Although there was no mention of Stern being a successor to Felix during Felix's dalliance with the Fed--when there was much public speculation about what would happen if Felix finally left Lazard--the subject of Stern as a successor to Michel was part of Andrews's "Felix Loses It" piece. There was a picture of the menacing Stern seated in a conference room at Lazard in Paris, underneath a portrait of a Lazard founder. Felix, though, said he doubted Edouard would be the One. "I don't think Edouard will run the firm," he told Andrews. "Michel thinks it's important to have him around, as a continuum after Michel leaves, but I don't think he wants him to run the firm." Felix also added during his interview with Andrews: "Edouard is a nasty piece of work." An unnamed man said that Michel had asked the partners about Edouard and had received a blunter message: "If he elevates Stern, there are many, many partners in New York who would leave."

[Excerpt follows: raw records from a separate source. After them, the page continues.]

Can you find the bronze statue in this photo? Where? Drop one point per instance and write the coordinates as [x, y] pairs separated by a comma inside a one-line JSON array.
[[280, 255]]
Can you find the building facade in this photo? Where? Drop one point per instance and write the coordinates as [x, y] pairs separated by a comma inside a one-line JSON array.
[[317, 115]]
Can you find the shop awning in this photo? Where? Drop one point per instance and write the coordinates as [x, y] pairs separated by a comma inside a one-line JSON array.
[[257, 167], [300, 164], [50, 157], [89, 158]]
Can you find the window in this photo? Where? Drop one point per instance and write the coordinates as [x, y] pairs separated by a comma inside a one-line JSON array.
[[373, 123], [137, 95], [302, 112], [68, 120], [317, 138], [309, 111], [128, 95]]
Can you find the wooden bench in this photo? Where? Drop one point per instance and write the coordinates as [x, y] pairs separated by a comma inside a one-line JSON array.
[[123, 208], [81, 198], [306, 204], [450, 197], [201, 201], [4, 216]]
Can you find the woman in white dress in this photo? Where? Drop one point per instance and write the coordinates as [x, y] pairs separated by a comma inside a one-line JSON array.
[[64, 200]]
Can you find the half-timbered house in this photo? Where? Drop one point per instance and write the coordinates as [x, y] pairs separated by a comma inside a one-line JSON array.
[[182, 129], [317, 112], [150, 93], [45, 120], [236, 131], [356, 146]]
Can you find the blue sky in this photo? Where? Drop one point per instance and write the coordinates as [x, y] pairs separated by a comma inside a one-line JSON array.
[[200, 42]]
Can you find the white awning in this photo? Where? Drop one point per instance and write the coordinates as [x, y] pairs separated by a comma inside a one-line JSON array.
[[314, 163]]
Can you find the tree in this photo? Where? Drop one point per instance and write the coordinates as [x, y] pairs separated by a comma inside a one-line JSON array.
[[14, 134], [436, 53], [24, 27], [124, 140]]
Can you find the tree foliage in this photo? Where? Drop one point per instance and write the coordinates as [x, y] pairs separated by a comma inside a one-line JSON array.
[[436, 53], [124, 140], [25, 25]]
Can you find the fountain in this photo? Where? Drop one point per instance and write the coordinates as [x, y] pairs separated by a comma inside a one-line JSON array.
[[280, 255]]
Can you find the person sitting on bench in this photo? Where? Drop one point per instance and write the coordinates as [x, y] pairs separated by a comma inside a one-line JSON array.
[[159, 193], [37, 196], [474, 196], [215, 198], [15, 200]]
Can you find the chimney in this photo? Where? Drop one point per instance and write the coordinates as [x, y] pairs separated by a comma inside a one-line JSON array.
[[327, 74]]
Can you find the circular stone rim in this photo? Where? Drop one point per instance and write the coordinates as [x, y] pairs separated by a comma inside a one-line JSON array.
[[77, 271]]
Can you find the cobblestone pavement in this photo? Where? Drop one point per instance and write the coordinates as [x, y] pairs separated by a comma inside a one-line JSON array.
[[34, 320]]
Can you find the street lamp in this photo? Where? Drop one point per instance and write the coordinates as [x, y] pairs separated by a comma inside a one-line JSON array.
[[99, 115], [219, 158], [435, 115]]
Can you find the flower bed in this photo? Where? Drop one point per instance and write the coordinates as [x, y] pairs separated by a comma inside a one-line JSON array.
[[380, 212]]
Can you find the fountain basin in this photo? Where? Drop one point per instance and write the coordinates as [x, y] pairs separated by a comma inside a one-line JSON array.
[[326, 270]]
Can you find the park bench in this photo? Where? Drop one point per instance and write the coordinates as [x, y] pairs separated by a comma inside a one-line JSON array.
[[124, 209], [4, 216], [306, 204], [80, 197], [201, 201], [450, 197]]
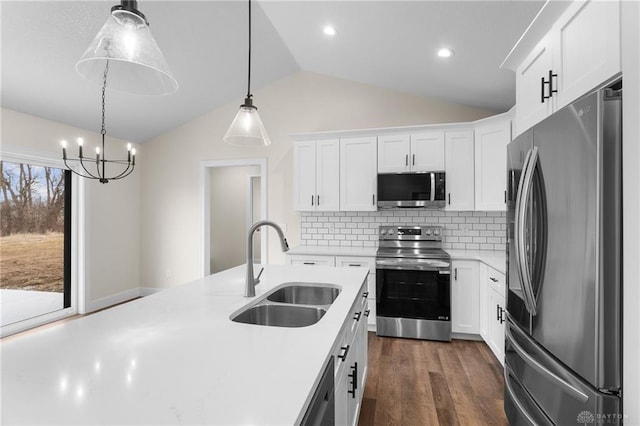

While it seemed certain to many at Lazard that Michel was positioning Edouard to be his successor, his impatience and impertinence were leading him down a path of self-destruction. First, it was around this time that his marriage to Beatrice started to crumble. He was said to have had numerous affairs. Although he denied it, Michel supposedly told one of his partners, "Beatrice would be better off if she divorced Edouard." While he was running Paris, a number of up-and-coming younger partners quit in his wake. A whole generation of younger future leaders in Paris left from a combination of Edouard's style and the ongoing refusal of the Parisian old guard to relinquish control or access to clients.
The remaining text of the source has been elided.